A scientific history lesson

This summer’s holiday was spent in Italy – some of it in Rome, where I stood in line for one hour and a half to get into the Musei Vaticani. It was worth the wait. This museum, mostly known for the Sistine Chapel and Rafael’s frescoes, is huge and has treasures on almost any wall. It is quite fascinating to watch the Athens School in the original, for instance.
The items most interesting to me, however, were these two unassuming monters found in the library section, opposite a stand selling postcards. They are mechanical demonstrations of two world systems – the heliocentric system of Copernicus, Kepler, Galileo and Newton, and the geocentric system of Ptolemy and Aristoteles. (After writing this, I have to confess I am a little uncertain about the monter on the left – I am pretty sure it is Ptolemaic, with some modifications. Experts?)
Two world systems from the Vatican museum
The monters stand there, without sign or commentary, unmentioned on the audio guide that otherwise will tell you about each room in tedious detail. Yet they represent the Catholic church’s loss of scientific legitimacy: As the Church clung to the increasingly untenable position that the Earth was at the center of the universe, scientists increasingly ceased to see the church as a legitimate sponsor or even legitimate actor in scientific endeavors. Science and church split – and what science remained in the church was increasingly limited to increasinly obscure theological interpretation – while science went on to triumph based on what Leonardo da Vinci called “the addiction to experience.”
According to Richard Tarnas (in The Passion of the Western Mind,) a “unique and potent combination of circumstances” led the church to reject the heliocentric hypothesis. Quite a few of the high clerics were ready to accept Galileo’s proposition that the earth rotated and circled around the sun – the Pope was a friend of Galileo, and one cardinal wrote about the necessity to “proceed with great circumspection in explaining passages of Scripture which appear to teach the contrary, and rather admit that we did not understand them than declare an opinion to be false which is proved to be true.” (p. 260ff.)
However, the church (already under pressure from the Reformation) had participated in the elaboration of the spherical theories of Aristoteles and Ptolemy, to the point of assigning responsibility for the movement of some of the planets to specific arch-angels. So, if Galileo (who wrote in vernacular Italian and was of the “vitriolic personality” so often found in innovators) was not necessarily contradicting the bible, he certainly was contradicting centries of increasingly refined theologically founded natural philosphy, and by accepting Galileo’s propositions, the church would have to admit being wrong – hard to do in a climate where the church was also battered by charges of corruption and with a decided lack of enthusiasm for the divine powerty espoused by increasingly numerous charismatic movements.

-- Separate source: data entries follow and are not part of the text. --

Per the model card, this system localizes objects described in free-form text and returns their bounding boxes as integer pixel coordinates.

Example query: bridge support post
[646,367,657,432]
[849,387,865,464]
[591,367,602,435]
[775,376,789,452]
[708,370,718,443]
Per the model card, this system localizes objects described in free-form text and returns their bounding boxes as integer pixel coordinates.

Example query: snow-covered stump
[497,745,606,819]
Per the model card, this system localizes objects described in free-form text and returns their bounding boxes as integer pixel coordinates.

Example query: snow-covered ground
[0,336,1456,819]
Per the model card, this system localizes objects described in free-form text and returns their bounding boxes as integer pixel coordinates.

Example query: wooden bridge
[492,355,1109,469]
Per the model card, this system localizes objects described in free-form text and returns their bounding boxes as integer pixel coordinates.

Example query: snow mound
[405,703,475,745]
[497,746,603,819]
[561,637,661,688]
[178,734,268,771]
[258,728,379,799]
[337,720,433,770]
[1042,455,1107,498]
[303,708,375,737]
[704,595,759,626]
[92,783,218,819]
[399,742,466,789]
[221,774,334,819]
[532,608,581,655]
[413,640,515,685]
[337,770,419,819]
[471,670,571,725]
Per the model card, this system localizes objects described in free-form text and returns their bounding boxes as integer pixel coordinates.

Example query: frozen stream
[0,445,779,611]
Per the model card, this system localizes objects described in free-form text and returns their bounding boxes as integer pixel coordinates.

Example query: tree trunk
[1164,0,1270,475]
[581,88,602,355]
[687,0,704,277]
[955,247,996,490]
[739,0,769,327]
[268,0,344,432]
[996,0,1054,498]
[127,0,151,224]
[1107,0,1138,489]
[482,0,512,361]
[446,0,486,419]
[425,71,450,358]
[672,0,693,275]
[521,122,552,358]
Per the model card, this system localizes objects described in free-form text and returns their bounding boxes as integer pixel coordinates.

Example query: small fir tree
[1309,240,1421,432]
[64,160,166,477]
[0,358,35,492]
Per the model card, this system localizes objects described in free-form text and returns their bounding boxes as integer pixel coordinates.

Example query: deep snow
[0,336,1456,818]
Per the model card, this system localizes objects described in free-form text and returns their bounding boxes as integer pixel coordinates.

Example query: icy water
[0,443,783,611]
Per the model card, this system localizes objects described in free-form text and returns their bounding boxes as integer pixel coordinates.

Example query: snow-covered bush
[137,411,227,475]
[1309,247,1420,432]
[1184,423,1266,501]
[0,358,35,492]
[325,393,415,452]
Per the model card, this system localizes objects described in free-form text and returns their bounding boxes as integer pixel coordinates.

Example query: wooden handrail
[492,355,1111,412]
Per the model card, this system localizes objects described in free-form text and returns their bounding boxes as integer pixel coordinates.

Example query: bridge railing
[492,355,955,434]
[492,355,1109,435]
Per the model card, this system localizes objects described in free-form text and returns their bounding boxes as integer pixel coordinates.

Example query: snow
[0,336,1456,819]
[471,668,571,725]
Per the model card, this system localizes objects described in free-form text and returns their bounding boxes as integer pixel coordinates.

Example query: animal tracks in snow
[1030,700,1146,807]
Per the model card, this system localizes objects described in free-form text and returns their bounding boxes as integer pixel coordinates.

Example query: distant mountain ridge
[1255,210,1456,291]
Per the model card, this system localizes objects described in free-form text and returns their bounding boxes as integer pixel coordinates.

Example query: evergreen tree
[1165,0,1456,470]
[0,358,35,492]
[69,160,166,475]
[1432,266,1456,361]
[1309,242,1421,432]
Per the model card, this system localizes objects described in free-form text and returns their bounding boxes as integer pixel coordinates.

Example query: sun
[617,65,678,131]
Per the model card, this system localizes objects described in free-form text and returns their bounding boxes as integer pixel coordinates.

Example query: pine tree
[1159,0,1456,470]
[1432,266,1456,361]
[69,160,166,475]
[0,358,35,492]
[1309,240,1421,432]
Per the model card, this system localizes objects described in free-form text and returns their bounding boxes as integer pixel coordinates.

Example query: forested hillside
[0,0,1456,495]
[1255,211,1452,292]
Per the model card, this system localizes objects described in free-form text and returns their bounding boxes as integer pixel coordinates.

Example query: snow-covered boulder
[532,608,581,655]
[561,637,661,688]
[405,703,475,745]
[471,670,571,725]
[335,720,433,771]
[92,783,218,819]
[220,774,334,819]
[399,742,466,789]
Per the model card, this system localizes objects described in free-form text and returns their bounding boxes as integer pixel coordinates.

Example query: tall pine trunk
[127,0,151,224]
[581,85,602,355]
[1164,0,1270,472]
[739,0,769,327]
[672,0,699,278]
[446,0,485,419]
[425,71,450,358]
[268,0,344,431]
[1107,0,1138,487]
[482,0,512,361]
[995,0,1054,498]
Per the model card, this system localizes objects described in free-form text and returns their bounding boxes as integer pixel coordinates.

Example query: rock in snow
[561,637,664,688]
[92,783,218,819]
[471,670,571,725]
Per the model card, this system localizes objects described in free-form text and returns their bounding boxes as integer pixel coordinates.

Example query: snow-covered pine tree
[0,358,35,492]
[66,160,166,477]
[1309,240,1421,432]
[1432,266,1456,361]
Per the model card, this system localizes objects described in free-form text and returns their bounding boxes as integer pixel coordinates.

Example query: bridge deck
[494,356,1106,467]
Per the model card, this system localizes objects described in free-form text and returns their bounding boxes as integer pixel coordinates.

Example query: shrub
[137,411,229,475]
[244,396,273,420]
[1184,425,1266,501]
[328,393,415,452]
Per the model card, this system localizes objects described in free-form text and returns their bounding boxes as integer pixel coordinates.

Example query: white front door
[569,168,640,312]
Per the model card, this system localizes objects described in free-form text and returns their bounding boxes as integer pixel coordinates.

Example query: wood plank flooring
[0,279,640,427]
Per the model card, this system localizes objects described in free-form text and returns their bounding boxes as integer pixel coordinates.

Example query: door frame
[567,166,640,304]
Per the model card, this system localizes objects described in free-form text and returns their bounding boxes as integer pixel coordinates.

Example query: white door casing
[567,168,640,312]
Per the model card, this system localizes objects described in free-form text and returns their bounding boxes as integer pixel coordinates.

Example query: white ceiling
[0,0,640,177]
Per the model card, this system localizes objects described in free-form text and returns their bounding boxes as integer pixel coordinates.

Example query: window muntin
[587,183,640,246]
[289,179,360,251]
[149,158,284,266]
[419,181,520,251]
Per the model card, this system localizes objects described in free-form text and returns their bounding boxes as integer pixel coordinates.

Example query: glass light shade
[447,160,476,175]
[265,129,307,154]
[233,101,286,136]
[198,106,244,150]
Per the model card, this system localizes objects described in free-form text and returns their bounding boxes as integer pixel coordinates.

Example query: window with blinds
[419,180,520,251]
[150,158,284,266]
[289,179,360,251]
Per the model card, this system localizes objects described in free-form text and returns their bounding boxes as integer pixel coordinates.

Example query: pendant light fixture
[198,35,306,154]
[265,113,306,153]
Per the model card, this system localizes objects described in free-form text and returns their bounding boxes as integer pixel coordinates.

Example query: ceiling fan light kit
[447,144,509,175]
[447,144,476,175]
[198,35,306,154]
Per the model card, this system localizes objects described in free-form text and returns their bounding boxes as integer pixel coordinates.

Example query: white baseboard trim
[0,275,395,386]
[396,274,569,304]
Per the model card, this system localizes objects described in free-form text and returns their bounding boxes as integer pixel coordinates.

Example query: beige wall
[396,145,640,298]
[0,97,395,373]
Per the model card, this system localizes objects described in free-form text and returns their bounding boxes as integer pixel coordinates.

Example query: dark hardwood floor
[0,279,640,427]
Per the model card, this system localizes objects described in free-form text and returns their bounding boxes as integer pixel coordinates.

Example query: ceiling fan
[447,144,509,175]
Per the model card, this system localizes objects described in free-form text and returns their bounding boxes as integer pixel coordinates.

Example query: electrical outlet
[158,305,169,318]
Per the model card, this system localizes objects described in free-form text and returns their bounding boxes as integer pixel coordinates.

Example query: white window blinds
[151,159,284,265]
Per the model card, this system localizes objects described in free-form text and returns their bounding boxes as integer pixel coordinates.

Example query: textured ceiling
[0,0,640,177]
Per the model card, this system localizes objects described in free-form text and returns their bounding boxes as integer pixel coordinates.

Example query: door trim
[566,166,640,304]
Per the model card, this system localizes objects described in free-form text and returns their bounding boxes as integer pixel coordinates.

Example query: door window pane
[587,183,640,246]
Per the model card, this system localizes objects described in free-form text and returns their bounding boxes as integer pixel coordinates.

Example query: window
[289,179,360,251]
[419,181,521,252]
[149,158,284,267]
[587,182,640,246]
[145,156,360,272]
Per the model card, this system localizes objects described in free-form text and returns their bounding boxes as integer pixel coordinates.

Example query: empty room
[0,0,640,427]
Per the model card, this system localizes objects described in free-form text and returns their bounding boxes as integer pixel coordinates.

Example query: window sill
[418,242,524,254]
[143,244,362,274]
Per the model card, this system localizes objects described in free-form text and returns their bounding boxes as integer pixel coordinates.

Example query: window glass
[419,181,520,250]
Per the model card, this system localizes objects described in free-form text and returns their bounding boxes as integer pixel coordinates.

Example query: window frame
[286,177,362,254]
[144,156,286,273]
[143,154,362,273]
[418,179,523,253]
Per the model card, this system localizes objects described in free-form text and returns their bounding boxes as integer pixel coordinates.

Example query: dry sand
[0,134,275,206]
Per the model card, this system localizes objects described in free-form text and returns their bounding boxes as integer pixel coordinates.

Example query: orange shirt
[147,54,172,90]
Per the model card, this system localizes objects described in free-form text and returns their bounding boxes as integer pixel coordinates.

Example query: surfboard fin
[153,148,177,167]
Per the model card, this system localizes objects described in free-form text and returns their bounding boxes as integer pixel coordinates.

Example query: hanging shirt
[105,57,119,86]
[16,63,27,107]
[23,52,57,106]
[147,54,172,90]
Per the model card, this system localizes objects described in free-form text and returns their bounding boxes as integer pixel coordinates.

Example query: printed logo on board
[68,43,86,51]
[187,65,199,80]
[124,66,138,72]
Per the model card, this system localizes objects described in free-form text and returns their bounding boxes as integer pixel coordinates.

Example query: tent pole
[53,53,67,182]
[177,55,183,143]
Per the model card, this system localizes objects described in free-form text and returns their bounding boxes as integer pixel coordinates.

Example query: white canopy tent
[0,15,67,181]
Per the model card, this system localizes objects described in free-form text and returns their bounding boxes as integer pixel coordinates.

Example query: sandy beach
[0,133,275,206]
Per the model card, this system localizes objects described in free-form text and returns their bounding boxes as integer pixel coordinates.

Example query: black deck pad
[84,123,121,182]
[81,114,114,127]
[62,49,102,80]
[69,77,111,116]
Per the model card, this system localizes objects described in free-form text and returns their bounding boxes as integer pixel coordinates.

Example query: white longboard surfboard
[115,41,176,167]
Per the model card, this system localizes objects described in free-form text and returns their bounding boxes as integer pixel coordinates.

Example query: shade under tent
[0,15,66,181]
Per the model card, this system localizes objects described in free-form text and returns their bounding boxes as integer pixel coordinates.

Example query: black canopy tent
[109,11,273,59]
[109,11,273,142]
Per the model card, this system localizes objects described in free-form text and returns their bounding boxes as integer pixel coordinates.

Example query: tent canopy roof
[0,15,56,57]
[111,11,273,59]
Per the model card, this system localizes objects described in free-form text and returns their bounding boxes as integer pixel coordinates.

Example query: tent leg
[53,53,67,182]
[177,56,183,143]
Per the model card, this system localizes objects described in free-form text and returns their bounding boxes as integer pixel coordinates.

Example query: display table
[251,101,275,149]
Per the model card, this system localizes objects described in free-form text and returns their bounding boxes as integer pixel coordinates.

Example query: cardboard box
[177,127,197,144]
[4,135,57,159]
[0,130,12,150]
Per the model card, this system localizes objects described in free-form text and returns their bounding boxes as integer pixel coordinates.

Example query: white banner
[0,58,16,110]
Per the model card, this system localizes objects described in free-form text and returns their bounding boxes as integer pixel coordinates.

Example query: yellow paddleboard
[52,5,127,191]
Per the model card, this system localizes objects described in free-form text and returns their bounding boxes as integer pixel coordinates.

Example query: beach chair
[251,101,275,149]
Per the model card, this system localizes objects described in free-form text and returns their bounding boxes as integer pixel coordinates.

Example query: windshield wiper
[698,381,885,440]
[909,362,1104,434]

This rejection of heliocentrism failed, of course. Tarnas again:

That decision caused irreparable harm to the Chruch’s intellectual and spritual integrity. Catholicism’s formal commitment to a stationary Earth drastically undercut its status and influence among the European intelligentsia. The Church would retain much power and loyalty in the succeeding centuries, but it could no longer justifiably claim to represent the human aspiration toward full knowledge of the universe. […] In Galileo’s own forced recantation lay the Church’s own defeat and science’s victory.
And, quietly and unassumingly the little monters stand, silent witnesses to the dangers of believing theory in the face of evidence.